E allora visto che lo stesso commissario ammette la particolarità della situazione dell'Italia, anche a causa della sua collocazione geografica, perché non attiva i suoi uffici per aumentare i fondi europei per migliorare le politiche di accoglienza da destinare ai paesi della frontiera sud dell'Unione Europea e cioè a quelli più esposti ai flussi di immigrati (stanziali o di semplice passaggio)? Sarebbe una scelta di buon senso nell'interesse di tutti i paesi europei, certamente più utile del polverone sollevato con queste sue incaute dichiarazioni.

Gli stessi irriguardosi concetti verso il nostro Paese sono stati messi anche nero su bianco sulle pagine del quotidiano La Repubblica, dove Hammarberg in una intervista pubblicata giovedì, con riferimento ad alcune disposizioni del disegno di legge sulla sicurezza in discussione al Senato, ha parlato irresponsabilmente di leggi discriminatorie ed incivili che non rispettano i diritti umani come quella che considera reato o comunque una aggravante l'immigrazione clandestina.

Ma il commissario bacchetterà anche Francia e Germania visto che norme simili esistono anche in quei paesi? Il ministro degli Esteri Franco Frattini ha incaricato il rappresentante permanente presso il Consiglio d'Europa di svolgere un passo ufficiale nei confronti del Presidente dell'Assemblea e del Segretario Generale, manifestando «il forte sconcerto» e la protesta dell'Italia per le dichiarazioni rilasciate da Thomas Hammarberg, commissario per i diritti umani del Consiglio d'Europa, al quotidiano La Repubblica. Hammarberg ha parlato di comportamenti dell'Italia «incivili» e di leggi «discriminatorie», «offendendo gravemente i sentimenti degli italiani - ha spiegato la Farnesina in una nota - e rivolgendosi in modo inaccettabile ad un Paese europeo la cui storia e tradizione di democrazia, tolleranza e rispetto dei diritti umani non possono essere messe in discussione».

La cosa che più infastidisce di questa vicenda è che troppo spesso alcuni rappresentanti delle istituzioni sovranazionali indossano i panni dei maestrini sapienti, molto attenti nel diffondere inutili dichiarazioni pseudo-buoniste quanto altrettanto distratti nel valutare attentamente la realtà dei fatti. Basterebbe mostrare al commissario Hammarberg l'encomiabile lavoro svolto dalle nostre forze di polizia nel soccorrere gli immigrati in difficoltà sulle carrette del mare per rispedire al mittente l'accusa di «inciviltà».

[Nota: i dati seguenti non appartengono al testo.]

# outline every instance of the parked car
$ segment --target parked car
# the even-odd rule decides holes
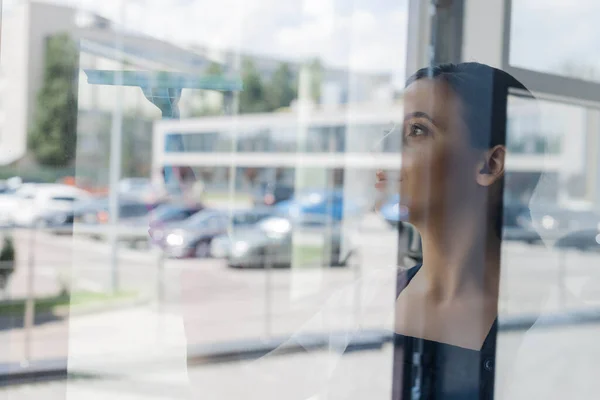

L'Italia è da sempre un paese accogliente e lo dimostrano i freddi numeri come i dati in crescita degli immigrati stanziali ed il costante aumento delle richieste di permesso di soggiorno per motivi di famiglia: uno straniero che crede di vivere in un paese incivile che lo discrimina non penserebbe certamente di rendere stanziale la sua permanenza in quel posto, ricongiungendosi peraltro con i suoi familiari. La miglior riposta alle accuse di Hammarberg è nei numeri, nelle immagini che arrivano da Lampedusa e nella storia del nostro paese.